Although no statistical significance was reached in the gene-wise analysis, these results can be viewed as a prioritization list for possible association to HR among HF patients with HFrEF. Similarly, the many additional individual SNPs that were in the range of possible interest for association with HR (i.e., having P values < 10−6.) may be of value for future investigation. A high proportion of these loci seemed specific to AA. This could be due to a higher number of SNPs in AA, statistical chance, or perhaps because HR is under a stronger genetic influence in this group of patients. The analysis of very low EF (< 35%) yielded two additional SNPs of interests, rs76008716 and rs57957360, which were very near statistical significance (P = 5.4 × 10−8). These loci are located in an intergenic region on chromosome 5 and are of unclear biological significance at this point. The results of this much smaller subcohort should be interpreted with caution until validated externally.

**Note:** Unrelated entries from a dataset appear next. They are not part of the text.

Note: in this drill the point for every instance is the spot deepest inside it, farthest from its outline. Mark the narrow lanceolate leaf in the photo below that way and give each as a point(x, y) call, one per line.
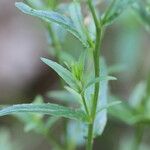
point(101, 117)
point(51, 16)
point(62, 72)
point(115, 9)
point(144, 12)
point(47, 109)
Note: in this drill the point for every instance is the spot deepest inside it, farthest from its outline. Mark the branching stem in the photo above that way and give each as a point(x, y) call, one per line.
point(96, 59)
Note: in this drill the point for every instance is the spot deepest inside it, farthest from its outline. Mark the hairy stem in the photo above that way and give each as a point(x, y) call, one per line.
point(138, 137)
point(96, 59)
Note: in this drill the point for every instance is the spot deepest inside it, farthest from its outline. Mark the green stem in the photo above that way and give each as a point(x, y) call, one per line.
point(55, 43)
point(96, 58)
point(85, 105)
point(138, 137)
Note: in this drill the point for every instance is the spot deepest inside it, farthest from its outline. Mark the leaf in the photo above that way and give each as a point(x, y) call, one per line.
point(52, 16)
point(101, 117)
point(47, 109)
point(74, 93)
point(62, 72)
point(115, 9)
point(122, 112)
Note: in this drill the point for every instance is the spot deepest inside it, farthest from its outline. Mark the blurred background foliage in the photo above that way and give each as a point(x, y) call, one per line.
point(24, 39)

This study has several limitations. First, it is derived from a single center cohort of modest size for a GWAS. Mitigating this is that we are modeling a continuous variable as endpoint which provides more statistical power compared to dichotomous or event-driven analyses. In terms of phenotype, ECG was not performed on the day of enrollment in our study, and pulse rate was used as our HR measure. For most patients, pulse rate should be a reliable measure of HR but this may have differences compared to ECG-derived measures. Moreover, the lack of an ECG makes it impossible for us to state with certainty that subjects were in sinus rhythm at the time of assessment, but we have worked hard to mitigate this risk, including additional analyses excluding patients with any history of atrial arrhythmia. Another potential concern is that we used EF < 50% as enrollment criteria to categorize patients as HFrEF. While this is no longer the standard, it was so at the time of the study initiation and we performed additional analyses to assess any potential impact. Finally, while we adjusted for beta-blocker exposure, we did not have an actual level the day of enrollment. Despite this, the medication exposure metric used has been previously shown to correlate to clinical outcomes and inversely correlate with HR [25] and thus is likely to be a good estimate of true exposure.

Conclusions

In summary, HR in the setting of HFrEF appears to be impacted by genetic factors. One previous candidate gene was confirmed in the setting of HFrEF (GJA1), and GWAS of HR identified several novel genomic loci associated with HR, particularly a statistically significant peak in the gene CELSR1. These novel candidate genes for HR in the setting of HFrEF require additional investigation and validation.